Industry experts say that a refinery will close if it cannot sustain its profitability. Overall, more than 20 refineries have closed in Canada since 1970, according to the US Library of Congress, a reflection of the shift to larger, more complex refineries and flat to declining demand. “In the longer term, they have to decide whether to invest in changing their configuration or shutting down,” it says.
As other governments have done, the Buhari regime should demand an objective evaluation of the relative performance of the refineries. A publication by the Canadian Fuels Association, the Economics of Petroleum Refining, states that the standard industry practice is to use either the Nelson Complexity Index or Solomon Associates’ complexity metrics to determine the profitability and viability of a refinery. It declares, “With the closure of older, simpler refineries, complex refineries now represent the vast majority of the world’s refining capacity.” Nigeria’s recklessly abused four refineries do not belong here.
There is no viable alternative to privatising as agreed to over two decades ago. The then president, the late Umaru Yar’Adua, quirkily reversed the sale of the Kaduna and Port Harcourt refineries, shortly after they were sold. And, under a dubious strategic plan, the NNPC “unbundled” the Pipelines and Products Marketing Company into three entities, abandoning the elaborate privatisation plan drawn up by the BPE.
This entrenches the corrupt rent-taking elite, while the country is dependent on imports. Among its other deleterious effects, it draws bank credit away from the productive, large job-creating sectors – agriculture, SMEs, manufacturing, mining – in favour of short-term fuel imports. Fitch, the global rating agency, said 30 per cent of domestic bank loans went to the oil and gas sector by the third quarter of 2019, down from over 40 per cent and only after regulators directed that a greater portion of credit be allocated to the SMEs, retail mortgage and consumer lending.
The NNPC’s promise to achieve optimum capacity utilisation by 2022/23 should, from past experience, be discounted. Government should move quickly to sell off the refineries and privatise all other downstream assets as recommended by the National Refineries Task Force in 2012 and in line with the Public (Privatisation and Commercialisation) Act. The world is not waiting. A report by McKinsey found that global demand for refined products would peak by 2026 to 2032 and thereafter, start falling, but it noted that Asian and Middle East countries had wisely been promoting investment in refining capacity to harvest those peak years with Greenfield ventures that will add combined 4.2 million bpd refining capacity. Dangote’s is Nigeria’s sole entry in this race.

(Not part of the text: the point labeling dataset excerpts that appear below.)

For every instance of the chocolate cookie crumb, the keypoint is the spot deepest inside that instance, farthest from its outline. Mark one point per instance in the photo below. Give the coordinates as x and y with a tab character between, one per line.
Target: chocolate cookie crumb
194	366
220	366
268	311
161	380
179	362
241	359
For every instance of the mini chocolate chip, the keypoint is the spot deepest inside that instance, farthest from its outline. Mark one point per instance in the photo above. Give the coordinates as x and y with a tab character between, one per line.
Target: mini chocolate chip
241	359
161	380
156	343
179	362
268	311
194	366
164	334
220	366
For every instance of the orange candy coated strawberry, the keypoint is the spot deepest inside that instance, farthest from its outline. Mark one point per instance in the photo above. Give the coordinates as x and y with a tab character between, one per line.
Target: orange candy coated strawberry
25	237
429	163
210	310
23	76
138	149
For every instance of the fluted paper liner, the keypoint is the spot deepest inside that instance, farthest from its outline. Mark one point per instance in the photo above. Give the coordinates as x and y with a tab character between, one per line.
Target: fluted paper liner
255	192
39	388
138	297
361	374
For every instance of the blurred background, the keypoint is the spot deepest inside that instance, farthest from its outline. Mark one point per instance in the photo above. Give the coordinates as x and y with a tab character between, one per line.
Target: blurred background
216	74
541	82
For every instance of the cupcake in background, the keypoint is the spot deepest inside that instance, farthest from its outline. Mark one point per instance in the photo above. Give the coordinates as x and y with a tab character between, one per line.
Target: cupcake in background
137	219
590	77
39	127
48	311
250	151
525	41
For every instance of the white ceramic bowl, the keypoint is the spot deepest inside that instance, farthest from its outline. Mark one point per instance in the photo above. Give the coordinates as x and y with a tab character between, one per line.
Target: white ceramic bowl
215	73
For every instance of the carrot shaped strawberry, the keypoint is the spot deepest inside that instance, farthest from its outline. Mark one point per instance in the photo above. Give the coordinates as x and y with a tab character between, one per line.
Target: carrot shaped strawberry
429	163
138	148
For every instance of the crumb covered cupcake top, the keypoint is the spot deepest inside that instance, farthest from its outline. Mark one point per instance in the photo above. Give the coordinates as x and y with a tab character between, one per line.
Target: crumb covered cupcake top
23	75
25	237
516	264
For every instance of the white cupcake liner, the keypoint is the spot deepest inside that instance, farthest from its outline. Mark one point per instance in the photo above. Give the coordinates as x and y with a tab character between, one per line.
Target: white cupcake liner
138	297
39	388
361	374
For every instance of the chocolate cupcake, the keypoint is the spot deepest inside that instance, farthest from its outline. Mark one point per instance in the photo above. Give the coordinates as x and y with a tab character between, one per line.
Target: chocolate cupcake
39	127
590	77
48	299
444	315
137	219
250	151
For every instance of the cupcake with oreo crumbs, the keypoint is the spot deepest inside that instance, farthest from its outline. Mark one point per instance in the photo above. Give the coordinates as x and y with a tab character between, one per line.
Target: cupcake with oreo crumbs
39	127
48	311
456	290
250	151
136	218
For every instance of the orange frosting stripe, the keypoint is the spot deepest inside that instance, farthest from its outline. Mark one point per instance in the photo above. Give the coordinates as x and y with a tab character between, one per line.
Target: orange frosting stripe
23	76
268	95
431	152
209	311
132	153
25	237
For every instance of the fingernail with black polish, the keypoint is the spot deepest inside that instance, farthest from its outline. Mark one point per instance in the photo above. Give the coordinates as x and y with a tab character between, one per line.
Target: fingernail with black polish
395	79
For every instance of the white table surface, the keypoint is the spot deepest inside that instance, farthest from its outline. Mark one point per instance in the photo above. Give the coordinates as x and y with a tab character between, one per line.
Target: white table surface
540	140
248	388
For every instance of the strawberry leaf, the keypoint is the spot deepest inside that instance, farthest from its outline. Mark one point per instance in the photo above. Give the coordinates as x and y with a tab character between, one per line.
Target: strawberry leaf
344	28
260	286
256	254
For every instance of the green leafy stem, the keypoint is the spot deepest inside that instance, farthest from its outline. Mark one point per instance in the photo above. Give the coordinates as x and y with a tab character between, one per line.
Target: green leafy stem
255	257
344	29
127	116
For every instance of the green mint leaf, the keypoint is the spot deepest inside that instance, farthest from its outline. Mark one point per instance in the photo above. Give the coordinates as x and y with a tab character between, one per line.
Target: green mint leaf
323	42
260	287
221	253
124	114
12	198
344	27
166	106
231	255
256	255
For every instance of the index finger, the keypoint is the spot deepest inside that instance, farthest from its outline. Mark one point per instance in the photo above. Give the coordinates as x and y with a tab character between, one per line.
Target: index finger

State ownership, says the UNDP, discourages investment and competition, curtails job creation and denies the country of much needed Foreign Direct Investment. In realisation of this, Canada privatised Petro-Canada and the spin-offs included FDI and creation of multiple companies competing nationally and spawning thousands of new jobs. The need to detach the state, promote entrepreneurship and create jobs also informed Greece’s privatisation of Hellenic Petroleum, Romania’s Petromidia and France’s Elf Aquitaine.
Buhari should stop the NNPC from spending any additional dime on the decrepit refineries. The COVID-19-induced recession reopens another window of opportunity to sell majority equity to reputed foreign operators immediately. All the other retail arms of the NNPC should also be privatised honestly and transparently, guided by the imperative of attracting FDI and creating a competitive environment for the country to become a major international export hub.